Weekly Weather v3: Radar Maps, New Settings, and Landscape Support

Version 3 of Weekly Weather is out, and it’s a significant update. The headline addition is an interactive radar map with animated precipitation overlays, but there’s a lot more packed into this release.

Weekly Weather forecast screen

Radar Map with Animated Precipitation

The biggest new feature is the radar screen. You can now pull up an interactive map and watch precipitation move across the region in real time. The animation shows a time scrubber so you can step through frames manually or let it play on its own.

The radar overlay uses live precipitation tile data layered on top of a standard Google Maps view, so you get full map interactivity — zoom, pan, and switch between radar mode and a clean map view.

Radar screen showing animated precipitation overlay

A few things worth noting about the radar implementation:

  • Tile caching has been improved, so switching between frames is smoother
  • Zoom level is preserved when toggling radar mode on and off — no more jumping back to the default zoom
  • The map no longer shows Null Island (0°, 0°) when navigating from the weather screen, which was a bug introduced earlier

Map Screen

Alongside the radar, there’s a dedicated map screen for viewing your current location and saved places. It shares the same navigation structure as the weather screen, so jumping between your saved locations is quick.

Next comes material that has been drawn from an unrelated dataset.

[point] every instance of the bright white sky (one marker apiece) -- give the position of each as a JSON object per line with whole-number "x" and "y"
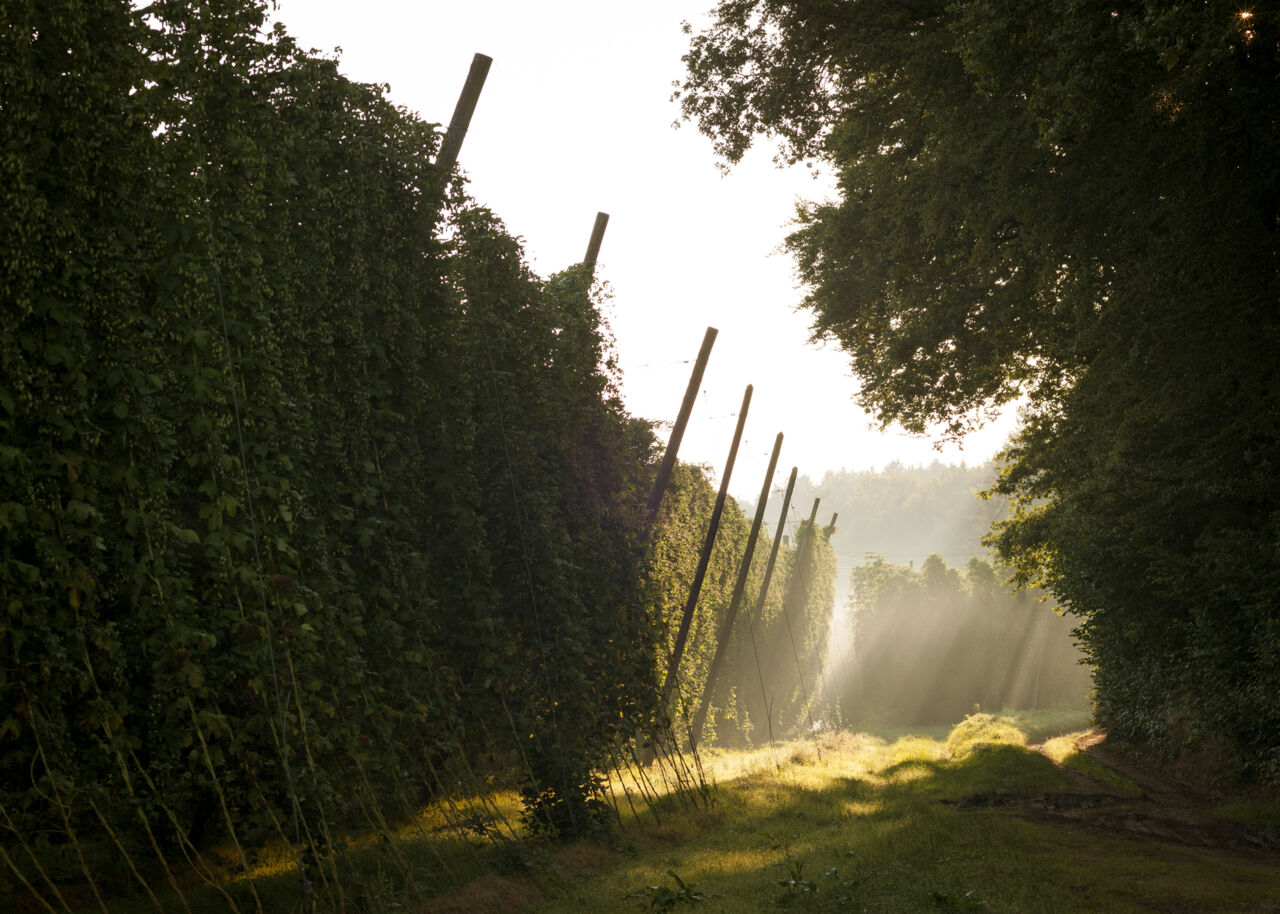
{"x": 575, "y": 118}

Map screen showing location

Settings: Units, Theme, and Radar Speed

A proper settings screen is new in v3. Previously there were no user-configurable options — now you can set:

  • Units — Metric (°C, km/h) or Imperial (°F, mph)
  • Theme — System default, Light, or Dark
  • Radar speed — Normal (x1) or Fast (x2)
Settings screen

Landscape Layout Support

All three main screens — weather, map, and settings — now have proper landscape layouts. Previously the app was portrait-only. If you use it on a tablet or just rotate your phone, it adapts correctly.

Adaptive Navigation

The navigation structure has been updated to be adaptive. On smaller screens you get a bottom nav bar; on larger screens the layout adjusts accordingly. This was part of a broader cleanup that also consolidated several modules and fixed edge-to-edge display issues.

Under the Hood

On the dependency injection side, the app moved from Dagger Hilt to Koin in v2.6.2, which simplified the setup considerably. v3 builds on that foundation with the new features above.

The app remains open source under MIT licence — the source is on Gitea and the app is available on Google Play. Weather data is provided by Open-Meteo.